Есть замечательный, очень простой прием: описывать чувство через действие. Опять же, наверняка об этом вы слышали или читали. Я впервые прочитала о таком приеме в книге Чуковского «Люди и книги шестидесятых годов» (имеется в виду — 1860-х). Чуковский говорит о том, что Решетников был одним из первых, кто сознательно и постоянно пользовался таким приемом. И приводит цитату. Мальчик-сирота, маленький оборвыш, сидит среди расспрашивающих его господ. И вот один интересуется у нищего ребенка: как дошел он до жизни такой, где родители и т. п. Мальчик опустил голову и принялся усердно «завертывать» уголок платка. Все.

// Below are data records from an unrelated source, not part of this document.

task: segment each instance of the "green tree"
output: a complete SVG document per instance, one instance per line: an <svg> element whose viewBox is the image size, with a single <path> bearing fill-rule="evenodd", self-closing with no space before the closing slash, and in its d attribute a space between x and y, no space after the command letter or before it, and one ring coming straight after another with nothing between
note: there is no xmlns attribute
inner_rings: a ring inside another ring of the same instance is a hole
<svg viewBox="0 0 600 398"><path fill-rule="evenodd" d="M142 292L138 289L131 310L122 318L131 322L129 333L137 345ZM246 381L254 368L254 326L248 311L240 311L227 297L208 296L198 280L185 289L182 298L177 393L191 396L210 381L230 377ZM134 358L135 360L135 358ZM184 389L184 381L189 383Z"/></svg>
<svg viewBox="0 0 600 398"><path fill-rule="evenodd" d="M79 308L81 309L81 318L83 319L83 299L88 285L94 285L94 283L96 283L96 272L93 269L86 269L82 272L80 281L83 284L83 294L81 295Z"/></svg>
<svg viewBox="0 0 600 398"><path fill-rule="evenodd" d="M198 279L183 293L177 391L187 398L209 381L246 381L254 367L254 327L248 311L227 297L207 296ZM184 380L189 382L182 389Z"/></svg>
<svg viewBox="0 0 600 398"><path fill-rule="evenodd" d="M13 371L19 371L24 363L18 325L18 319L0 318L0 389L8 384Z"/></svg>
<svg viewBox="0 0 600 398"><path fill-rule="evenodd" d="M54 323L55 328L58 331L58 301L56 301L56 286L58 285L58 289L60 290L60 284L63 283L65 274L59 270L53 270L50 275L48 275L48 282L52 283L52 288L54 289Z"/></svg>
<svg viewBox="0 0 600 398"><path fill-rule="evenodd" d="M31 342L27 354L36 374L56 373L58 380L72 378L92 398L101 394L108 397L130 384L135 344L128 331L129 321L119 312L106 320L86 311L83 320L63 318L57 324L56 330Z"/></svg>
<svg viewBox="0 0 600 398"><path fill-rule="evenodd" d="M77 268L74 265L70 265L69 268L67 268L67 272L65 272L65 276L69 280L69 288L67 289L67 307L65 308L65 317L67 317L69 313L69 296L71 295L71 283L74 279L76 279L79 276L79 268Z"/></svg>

Если бы ребенок начал плакать, размазывать по лицу слезы и грязь, повествовать о своей несчастной доле, «мамка померла, папка пьет», — это не произвело бы такого впечатления на читателя. Но один только жест дает сразу всю картинку: застенчивость мальчика, невыразимость его горя, его темноту и там, в темноте, — страдание.
Поэтому пусть лучше для читателя персонаж будет эдаким «черным ящиком». Не пускайте его внутрь. Покажите, что на входе и что на выходе. Выводы читатель сделает сам.
И это будет еще один важный момент подключения читателя к тексту: он попытается взломать ваш «черный ящик». Очень хорошо, мы ведь этого и добиваемся.